You are contradicting yourself in my mind.
Here you say 'if you liquidated it would be lower. So would the cash account, you'd lose £100.
So are we talking about valuing on liquidated value, or not? It seems to me you choose one way for one asset and the other way for another asset.
There's no guaranteed return on a share, there is on bonds. If you had a guaranteed share value of £4 in a year's time, then to you those shares are clearly worth £4 each in a year. In choosing to sell it, you'd consider that future guaranteed value in its worth. You wouldn't sell it (unless forced to) for less than this would you?
Im not trolling, what I cant understand is why you can't see what Im trying to say even if you don't agree with it. There is logic to what Im saying, even if its not compliant with normal accounting standards.
If I cast iron guarantee £10 to you in five minutes time, in your mind you have a tenner don't you. You may have already decided what to spend it on. Its essentially an IOU which you can include in your assets can't you?
The bond is the same. The bond is an IOU for a guaranteed value. Why not count the IOU as the current value of the asset?
Another example is a supplier owing you money. If your business was to be valued, you'd count the cash and its assets, and you'd also include what was owed to the business from others, wouldn't you? This is a future cash that is promised, just like a bond is.
I'm not contradicting myself.
Your getting it wrong because your thinking the bond is worth £105, its not its worth £95.
Yes at some point in the future its worth £105, but now, right now its worth £95.
They are different scenarios.
Your whole case is that as you know what one specific asset class will be worth in the future you should value it at that now.
I mean you can, but no one is going to agree with you.
How would you calculate your returns?
In a portfolio you need one date where everything is valued at the same point. Normally thats today.
Ie your end of year position is that day, when it clicks to the next day you have your valuation.
If you wanted a future valuation then thats different, you could say everything is going to remain exactly the same, apart from the one thing you know will be worth a differing amount.
Its very silly, but you could.
Cash owed to a business is an asset, its not different to any other asset in simple definition.
200 was right, it was very much the definition of a paper loss. A paper loss is an un-crystalised loss, but a reflection of the current value vs the original value.
If you own shares your paper position will vary every single (trading) day, probably.

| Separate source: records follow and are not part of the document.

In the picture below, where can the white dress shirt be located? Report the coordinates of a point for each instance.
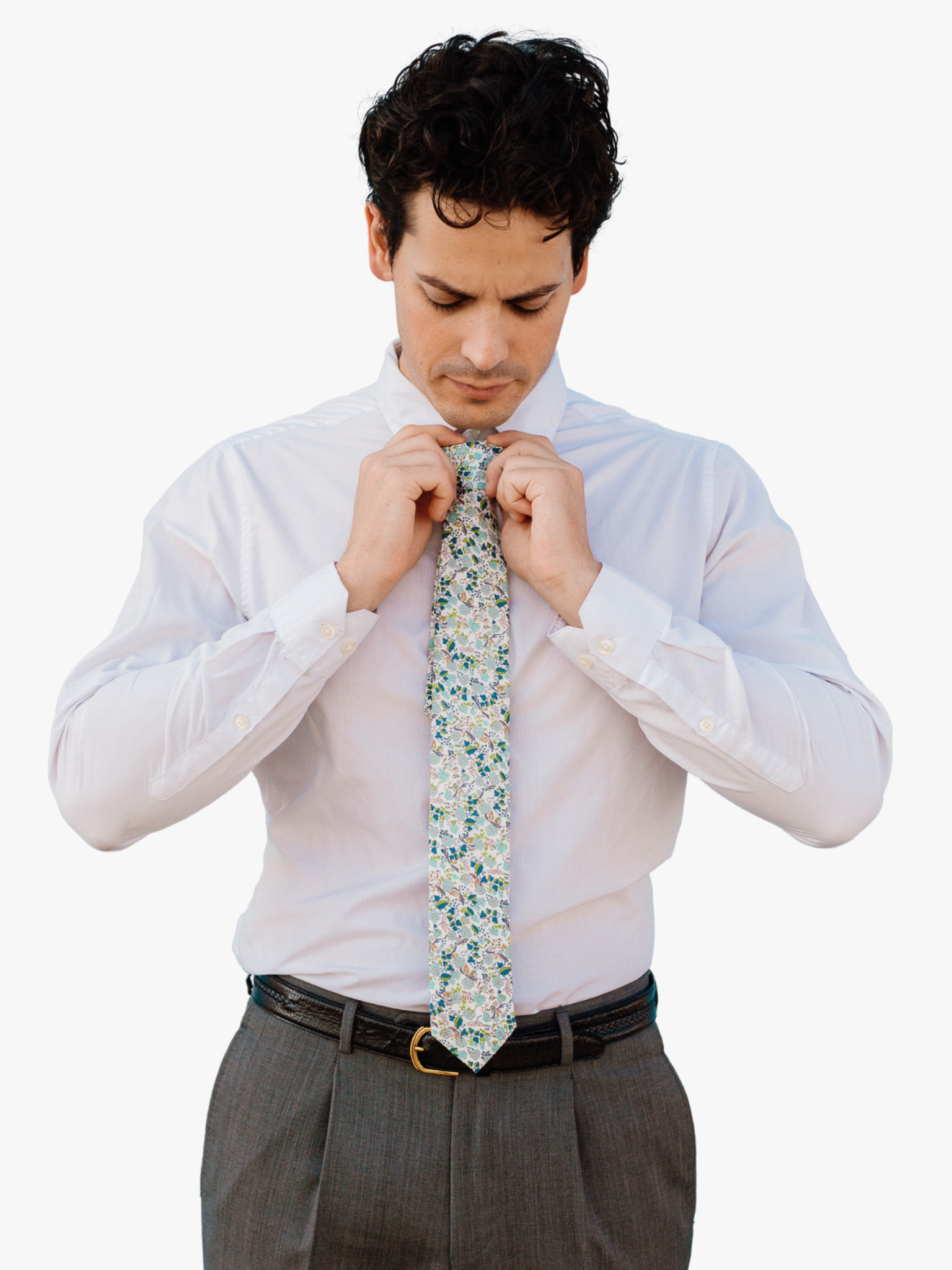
(701, 651)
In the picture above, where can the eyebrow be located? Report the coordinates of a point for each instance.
(536, 294)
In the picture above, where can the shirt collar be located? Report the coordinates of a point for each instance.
(402, 402)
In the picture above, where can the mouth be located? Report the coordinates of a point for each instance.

I'm not an accountant but if you want to use accounting definitions you are in for a world of specifics you can't just make up.
From my limited knowledge - assets need to be under your control to be on the balance sheet. The promise to receive 10 could be considered but it's probably not legit as it isn't under your control till it is receipted (I.e. once youve got it in your control).
It would really depend on certainty. If you added a £10 IOU into a set of accounts then the accounts auditors would want to see documentary evidence on that its really due and would need to assess whether thats likely or misleading.
Eg Dans Bonds valuation methodology they would say would be misleading.